Over the years, Gharabeigie saw dozens of doctors about his hacking. But the cough persisted.

Experts say that's not unusual. Cough accounts for an estimated 23 million doctor visits annually, making it the No. 1 reason people see a physician. But even though a cough can take a physical and personal toll, until recently many doctors failed to see it as anything more than the vestige of a recent illness. Nor were they sure how best to diagnose and treat it.

Now, however, cough specialists are crafting treatment guidelines for chronic cough. Research is homing in on the many causes, and two cough specialists recently began publishing an online journal (appropriately named Cough) devoted to the topic. Perhaps most visibly, cough clinics are springing up around the nation, typically at university medical centers. One opened this year in Mission Viejo.
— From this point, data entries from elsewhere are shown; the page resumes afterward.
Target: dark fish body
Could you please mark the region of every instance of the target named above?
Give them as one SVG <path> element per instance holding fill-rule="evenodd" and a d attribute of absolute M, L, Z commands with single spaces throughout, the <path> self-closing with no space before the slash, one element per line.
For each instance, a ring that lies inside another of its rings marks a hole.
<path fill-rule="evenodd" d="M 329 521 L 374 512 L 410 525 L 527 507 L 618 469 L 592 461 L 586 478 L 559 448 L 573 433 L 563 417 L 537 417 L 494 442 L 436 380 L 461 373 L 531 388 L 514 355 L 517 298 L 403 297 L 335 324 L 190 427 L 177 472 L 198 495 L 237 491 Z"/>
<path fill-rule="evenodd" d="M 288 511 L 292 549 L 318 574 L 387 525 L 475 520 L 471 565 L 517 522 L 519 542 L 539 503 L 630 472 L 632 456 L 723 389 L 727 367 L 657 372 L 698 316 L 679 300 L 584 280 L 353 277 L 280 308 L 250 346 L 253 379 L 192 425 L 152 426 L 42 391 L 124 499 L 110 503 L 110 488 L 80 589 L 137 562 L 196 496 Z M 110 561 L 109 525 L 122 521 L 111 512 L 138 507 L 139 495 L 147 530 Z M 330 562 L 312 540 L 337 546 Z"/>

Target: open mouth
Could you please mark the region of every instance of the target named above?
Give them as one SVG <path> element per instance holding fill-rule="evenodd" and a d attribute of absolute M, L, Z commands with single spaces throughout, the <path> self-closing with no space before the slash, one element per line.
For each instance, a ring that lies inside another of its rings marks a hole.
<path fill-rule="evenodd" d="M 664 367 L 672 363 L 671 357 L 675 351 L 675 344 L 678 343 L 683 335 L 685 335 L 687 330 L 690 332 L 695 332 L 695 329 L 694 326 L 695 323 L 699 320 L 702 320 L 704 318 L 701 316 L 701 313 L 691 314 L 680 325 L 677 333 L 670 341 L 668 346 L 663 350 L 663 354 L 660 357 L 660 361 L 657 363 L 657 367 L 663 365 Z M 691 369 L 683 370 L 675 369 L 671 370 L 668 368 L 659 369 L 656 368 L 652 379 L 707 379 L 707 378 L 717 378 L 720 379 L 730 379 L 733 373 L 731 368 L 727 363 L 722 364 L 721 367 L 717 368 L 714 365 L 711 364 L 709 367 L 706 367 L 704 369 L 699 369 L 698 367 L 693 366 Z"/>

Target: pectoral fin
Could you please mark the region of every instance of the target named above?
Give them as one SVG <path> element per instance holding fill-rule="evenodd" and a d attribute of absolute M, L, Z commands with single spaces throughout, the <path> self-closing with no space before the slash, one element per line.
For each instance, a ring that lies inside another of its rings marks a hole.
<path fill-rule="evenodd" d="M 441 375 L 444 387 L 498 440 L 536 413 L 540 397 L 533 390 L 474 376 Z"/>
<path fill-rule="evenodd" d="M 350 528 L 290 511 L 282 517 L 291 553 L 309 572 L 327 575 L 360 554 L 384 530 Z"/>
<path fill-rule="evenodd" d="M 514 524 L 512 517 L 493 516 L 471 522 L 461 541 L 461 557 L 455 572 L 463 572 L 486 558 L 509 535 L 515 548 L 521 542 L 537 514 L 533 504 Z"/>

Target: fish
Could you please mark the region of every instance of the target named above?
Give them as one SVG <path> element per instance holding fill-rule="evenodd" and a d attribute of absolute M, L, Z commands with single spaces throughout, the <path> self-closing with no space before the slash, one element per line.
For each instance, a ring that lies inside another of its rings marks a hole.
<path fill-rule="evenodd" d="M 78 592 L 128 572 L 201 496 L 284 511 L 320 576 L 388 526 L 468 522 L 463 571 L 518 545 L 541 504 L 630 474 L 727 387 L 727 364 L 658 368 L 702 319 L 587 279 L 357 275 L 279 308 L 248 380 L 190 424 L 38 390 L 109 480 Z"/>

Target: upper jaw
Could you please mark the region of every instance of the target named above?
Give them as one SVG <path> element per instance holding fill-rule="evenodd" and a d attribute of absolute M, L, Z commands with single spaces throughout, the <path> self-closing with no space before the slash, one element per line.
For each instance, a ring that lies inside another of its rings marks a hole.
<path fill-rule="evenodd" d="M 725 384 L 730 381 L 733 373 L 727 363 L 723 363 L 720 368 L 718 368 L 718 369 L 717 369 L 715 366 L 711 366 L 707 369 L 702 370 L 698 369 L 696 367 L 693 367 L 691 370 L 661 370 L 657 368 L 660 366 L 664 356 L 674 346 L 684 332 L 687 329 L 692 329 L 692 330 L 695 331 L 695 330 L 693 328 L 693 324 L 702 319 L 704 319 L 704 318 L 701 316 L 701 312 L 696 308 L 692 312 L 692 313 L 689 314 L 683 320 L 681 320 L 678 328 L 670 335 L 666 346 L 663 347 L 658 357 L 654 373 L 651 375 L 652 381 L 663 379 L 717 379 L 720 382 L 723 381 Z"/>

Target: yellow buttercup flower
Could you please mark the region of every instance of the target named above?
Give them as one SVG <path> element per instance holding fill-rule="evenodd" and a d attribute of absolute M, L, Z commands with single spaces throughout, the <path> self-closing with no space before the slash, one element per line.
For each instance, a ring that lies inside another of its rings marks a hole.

"For years there were very few of us working in this area," says Dr. Richard S. Irwin, a professor of medicine and nursing at the University of Massachusetts who pioneered the concept of cough clinics. "It seems all of a sudden it's becoming a hot area of research."

But to benefit, patients often must find their way to a doctor who specializes in cough, says Dr. Kaiser Lim, a pulmonologist who studies cough at the Mayo Clinic in Rochester, Minn.

"Cough crosses so many disciplines," Lim says, "and [nonspecialist] doctors usually aren't cross-trained in allergy, immunology, pulmonary medicine and gastroenterology."

Like with other symptoms for which there can be many causes -- pain, for instance -- it's not always apparent what is triggering a cough. The most common causes are allergies, asthma, sinusitis, rhinitis and gastroesophageal reflux disease.

Some people may not suspect that their cough is due to asthma, for instance, because they don't have wheezing and shortness of breath. Likewise, cough can be linked to reflux, in which the contents of the stomach back up into the esophagus, even without the classic symptoms of heartburn and regurgitation.